Abstract
The expansion of benefit package covering patients with chronic kidney diseases (CKD) since 2007
resulted in increased access to care and minimized disparity of access to renal replacement therapy (RRT)
across public health insurance schemes. Nonetheless, growing concerns of financial burden to the public
health programs ensued. This poses a challenge for policy makers in terms of inventing preventive or
mitigation measures for CKD.
Recently (2016) Ministry of Public Health promulgated upscaling of Klong Klung Model (KKM) as a
prototype for such measures after the findings of effectiveness of the model. Given complexity of the
health care systems, the upscaling might not be straightforward. There is still need for clarification of
what and how building blocks of the model were developed under specific circumstance of Klong Klung
District in Khampang Phet Province, a lower northern province.
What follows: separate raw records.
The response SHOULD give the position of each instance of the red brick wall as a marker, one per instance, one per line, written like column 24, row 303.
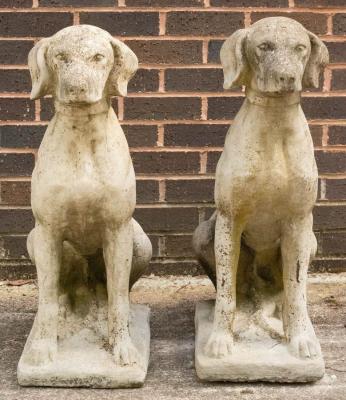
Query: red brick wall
column 175, row 117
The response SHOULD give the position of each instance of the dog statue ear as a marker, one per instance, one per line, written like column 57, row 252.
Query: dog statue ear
column 39, row 70
column 125, row 66
column 319, row 58
column 233, row 59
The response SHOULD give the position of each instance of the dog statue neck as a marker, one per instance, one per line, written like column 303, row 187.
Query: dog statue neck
column 263, row 100
column 80, row 110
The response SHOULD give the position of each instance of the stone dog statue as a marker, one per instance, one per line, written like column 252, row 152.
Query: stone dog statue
column 83, row 188
column 266, row 184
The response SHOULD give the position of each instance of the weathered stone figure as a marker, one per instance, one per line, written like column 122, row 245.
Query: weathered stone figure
column 87, row 248
column 259, row 242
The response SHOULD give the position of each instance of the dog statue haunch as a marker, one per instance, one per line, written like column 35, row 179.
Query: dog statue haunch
column 85, row 244
column 265, row 190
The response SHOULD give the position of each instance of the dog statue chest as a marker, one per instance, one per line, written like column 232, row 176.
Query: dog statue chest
column 269, row 166
column 81, row 166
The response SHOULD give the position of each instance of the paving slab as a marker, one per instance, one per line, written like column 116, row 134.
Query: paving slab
column 171, row 373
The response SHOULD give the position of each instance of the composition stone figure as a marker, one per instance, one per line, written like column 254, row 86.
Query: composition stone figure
column 87, row 248
column 258, row 244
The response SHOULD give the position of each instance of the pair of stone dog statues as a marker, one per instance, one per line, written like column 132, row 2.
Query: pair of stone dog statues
column 256, row 247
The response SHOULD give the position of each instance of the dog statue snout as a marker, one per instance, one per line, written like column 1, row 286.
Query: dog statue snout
column 286, row 81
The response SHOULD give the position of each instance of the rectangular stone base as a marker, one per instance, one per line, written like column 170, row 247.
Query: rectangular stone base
column 260, row 359
column 83, row 360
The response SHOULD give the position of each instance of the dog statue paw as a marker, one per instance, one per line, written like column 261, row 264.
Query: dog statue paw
column 304, row 346
column 219, row 344
column 125, row 353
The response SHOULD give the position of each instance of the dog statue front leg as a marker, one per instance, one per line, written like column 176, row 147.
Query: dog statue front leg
column 46, row 247
column 227, row 249
column 298, row 245
column 118, row 248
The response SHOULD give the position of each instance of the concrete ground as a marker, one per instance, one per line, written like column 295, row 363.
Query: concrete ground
column 171, row 372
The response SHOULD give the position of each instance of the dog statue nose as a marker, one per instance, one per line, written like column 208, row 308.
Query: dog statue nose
column 287, row 79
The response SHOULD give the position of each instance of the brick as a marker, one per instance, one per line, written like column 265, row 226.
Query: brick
column 194, row 80
column 316, row 134
column 17, row 136
column 333, row 243
column 13, row 247
column 339, row 79
column 314, row 22
column 147, row 191
column 15, row 193
column 168, row 219
column 336, row 189
column 15, row 80
column 17, row 109
column 339, row 24
column 319, row 3
column 124, row 23
column 195, row 135
column 212, row 160
column 16, row 221
column 330, row 161
column 337, row 51
column 15, row 51
column 214, row 47
column 77, row 3
column 337, row 135
column 249, row 3
column 224, row 107
column 324, row 107
column 162, row 108
column 166, row 162
column 33, row 24
column 203, row 23
column 145, row 80
column 178, row 246
column 167, row 51
column 329, row 217
column 140, row 135
column 164, row 3
column 190, row 191
column 16, row 164
column 16, row 3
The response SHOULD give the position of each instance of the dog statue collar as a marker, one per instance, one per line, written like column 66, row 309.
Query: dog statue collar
column 79, row 109
column 259, row 99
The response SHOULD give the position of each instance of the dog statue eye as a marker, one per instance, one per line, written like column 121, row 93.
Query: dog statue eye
column 266, row 46
column 300, row 48
column 98, row 57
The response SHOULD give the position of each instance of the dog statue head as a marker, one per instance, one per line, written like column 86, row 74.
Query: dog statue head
column 275, row 55
column 81, row 64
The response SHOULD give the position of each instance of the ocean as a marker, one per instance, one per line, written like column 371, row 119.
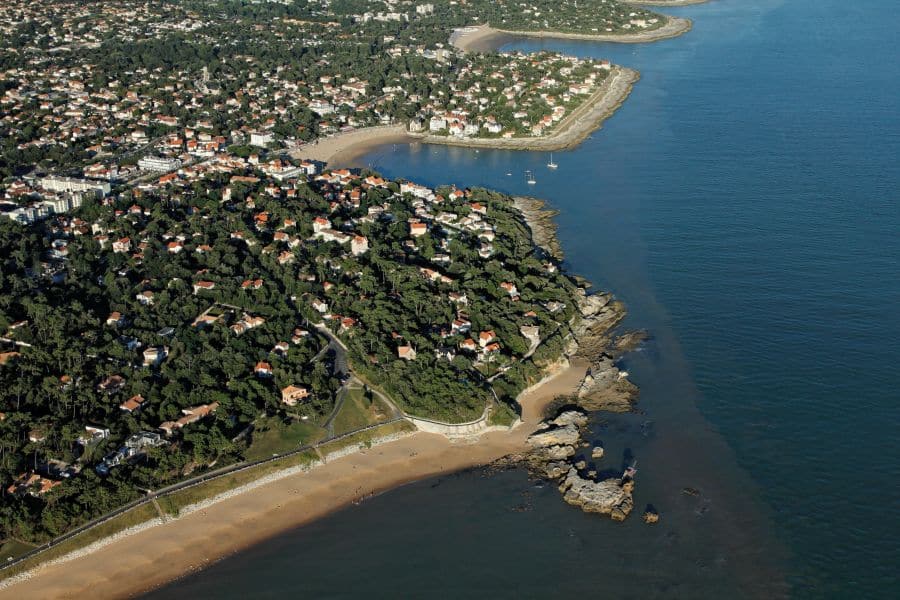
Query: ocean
column 743, row 204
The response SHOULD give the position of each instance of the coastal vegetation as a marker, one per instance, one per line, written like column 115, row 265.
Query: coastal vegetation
column 91, row 96
column 175, row 329
column 161, row 324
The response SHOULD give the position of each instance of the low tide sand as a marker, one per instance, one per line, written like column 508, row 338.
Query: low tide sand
column 156, row 555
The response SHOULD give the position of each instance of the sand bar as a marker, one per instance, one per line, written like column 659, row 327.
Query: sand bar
column 155, row 555
column 484, row 37
column 572, row 130
column 665, row 2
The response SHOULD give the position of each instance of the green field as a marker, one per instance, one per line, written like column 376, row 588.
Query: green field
column 135, row 516
column 358, row 412
column 274, row 436
column 364, row 438
column 12, row 549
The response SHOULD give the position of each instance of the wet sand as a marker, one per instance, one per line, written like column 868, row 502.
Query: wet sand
column 156, row 555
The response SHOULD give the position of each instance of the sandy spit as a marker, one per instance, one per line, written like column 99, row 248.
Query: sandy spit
column 479, row 39
column 155, row 553
column 572, row 130
column 343, row 148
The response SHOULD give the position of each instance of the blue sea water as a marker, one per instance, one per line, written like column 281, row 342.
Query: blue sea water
column 744, row 204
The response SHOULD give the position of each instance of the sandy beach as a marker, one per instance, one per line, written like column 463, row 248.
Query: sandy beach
column 485, row 37
column 665, row 2
column 572, row 130
column 343, row 148
column 156, row 555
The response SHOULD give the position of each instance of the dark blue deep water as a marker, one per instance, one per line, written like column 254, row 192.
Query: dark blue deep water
column 744, row 204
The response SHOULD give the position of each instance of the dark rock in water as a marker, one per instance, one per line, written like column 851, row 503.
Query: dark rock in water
column 628, row 342
column 608, row 497
column 560, row 436
column 570, row 417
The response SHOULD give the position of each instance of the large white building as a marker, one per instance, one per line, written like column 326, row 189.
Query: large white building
column 261, row 139
column 41, row 210
column 157, row 163
column 70, row 184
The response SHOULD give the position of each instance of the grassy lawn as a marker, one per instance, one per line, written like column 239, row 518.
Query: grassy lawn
column 12, row 549
column 135, row 516
column 273, row 436
column 173, row 503
column 364, row 438
column 357, row 412
column 502, row 414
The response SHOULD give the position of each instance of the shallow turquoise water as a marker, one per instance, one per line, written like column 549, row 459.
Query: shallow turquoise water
column 743, row 203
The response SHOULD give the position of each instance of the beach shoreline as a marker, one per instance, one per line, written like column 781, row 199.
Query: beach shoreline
column 345, row 149
column 156, row 553
column 572, row 130
column 483, row 37
column 665, row 2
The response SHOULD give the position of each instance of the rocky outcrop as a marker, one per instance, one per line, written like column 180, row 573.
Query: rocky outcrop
column 605, row 387
column 552, row 457
column 540, row 221
column 570, row 417
column 608, row 497
column 559, row 436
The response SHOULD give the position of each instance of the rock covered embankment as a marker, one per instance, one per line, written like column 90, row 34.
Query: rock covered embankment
column 553, row 448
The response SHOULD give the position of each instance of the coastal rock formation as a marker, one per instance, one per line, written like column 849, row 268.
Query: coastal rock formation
column 608, row 497
column 553, row 449
column 570, row 417
column 560, row 436
column 540, row 221
column 605, row 387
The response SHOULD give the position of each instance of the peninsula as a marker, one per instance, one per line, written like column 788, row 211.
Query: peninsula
column 192, row 305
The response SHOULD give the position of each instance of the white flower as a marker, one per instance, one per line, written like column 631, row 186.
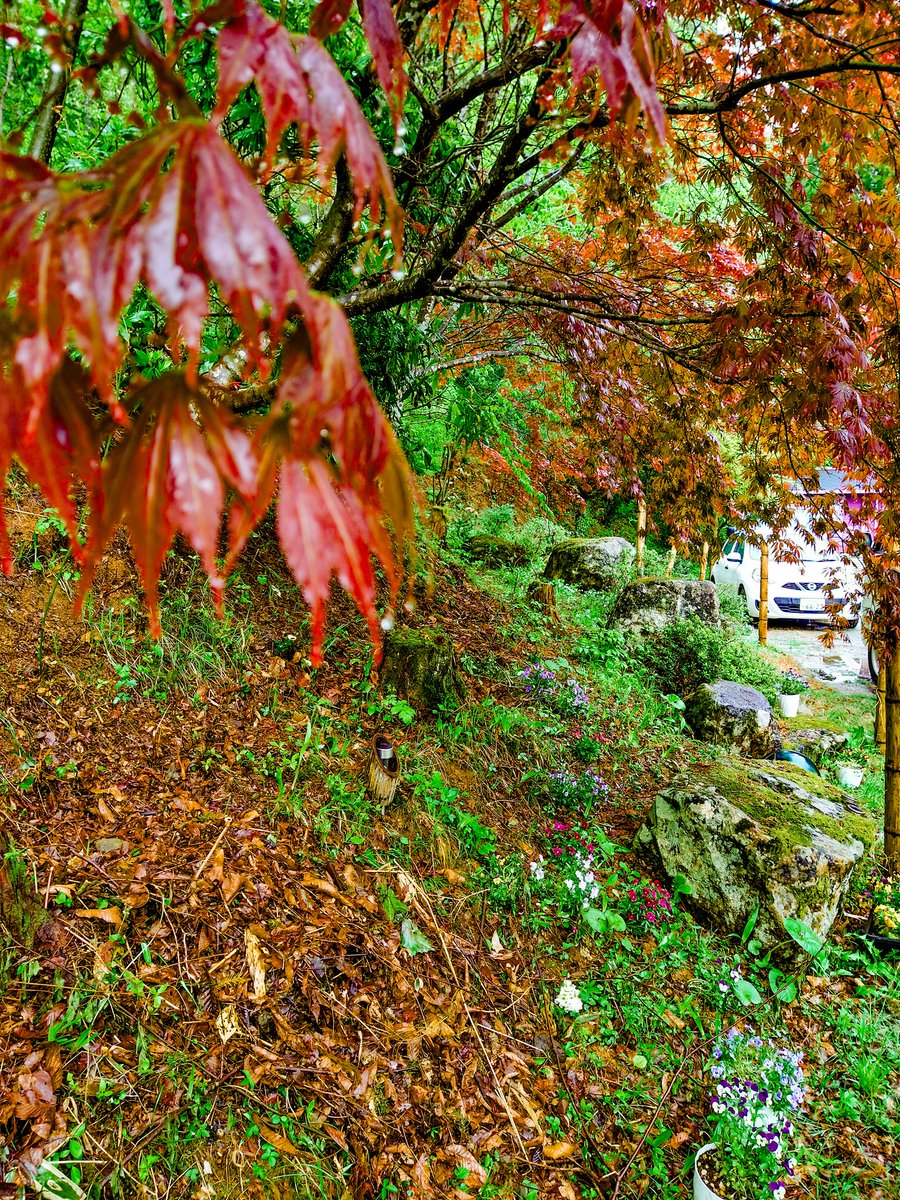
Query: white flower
column 569, row 999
Using comparative cross-case analysis, this report gathered data from focus-group discussions,
direct observation and documentary review relevant to development of CKD care models in Klong Klung
District and its comparator in Kong Rha District, Phattalung Province in the South. It was found that KKM, with a focus on prevention and mitigation of CKD, was developed based on
randomized controlled trial to test a standardized protocol jointly determined by Klong Klung Hospital
and the Kidney Disease Institute of Thailand. To the contrary, the care model at Kong Rha District covered
a spectrum of care ranging from prevention to RRT. Kong Rha adopted a trial and error approach in
applying existing knowledge acquired by the local team in close collaboration with a multidisciplinary
team of Phattalung Hospital (the referral center of the province) led by an internist with training in kidney
dialysis. Given such differences, both models shared a common feature of leadership: sustained leading
role of a senior nurse head for Kong Rha and of the hospital director for Klong Klung. Both leaders was
found to perform in a remarkably autonomous status based on patient-centric principle. Under this leadership
style, multidisciplinary team members interacted on an equal ground rendering ongoing learning
and adaptation.
In term of generating knowledge on the effectiveness, KKM was found to be much more systematic
in data management and analysis reflecting a significant technical contribution from academic experts of
the institute. In contrast, Kong Rha faced with limited capacity in terms of manpower and technical
expertise in making use of the data. This resulted as expected in more ambiguous findings to prove the
effectiveness of the model. In effect, the limitations of Kong Rha reflect widespread phenomenon of sluggish
development of the capacity to make use of existing health information systems in the country despite
substantial investment in the hardware.
Finally, we did not find “vulnerable population” as a common language among the study areas. This
does not mean that the health professionals play down the importance of ensuring access to care of the
poor or the disadvantaged. To the opposite, they have made substantial attempts to do so. For instance,
community resources were mobilized to reconstruct a sufficient hygienic space for home-based peritoneal
dialysis in Kong Rha. Under KKM frequent home visits to all the patients especially the poor enabled
better understanding of limited food choices contributing to difficulty in sodium reduction. This led to
modification of dietary education to be more suitable to the poor patients’ situation.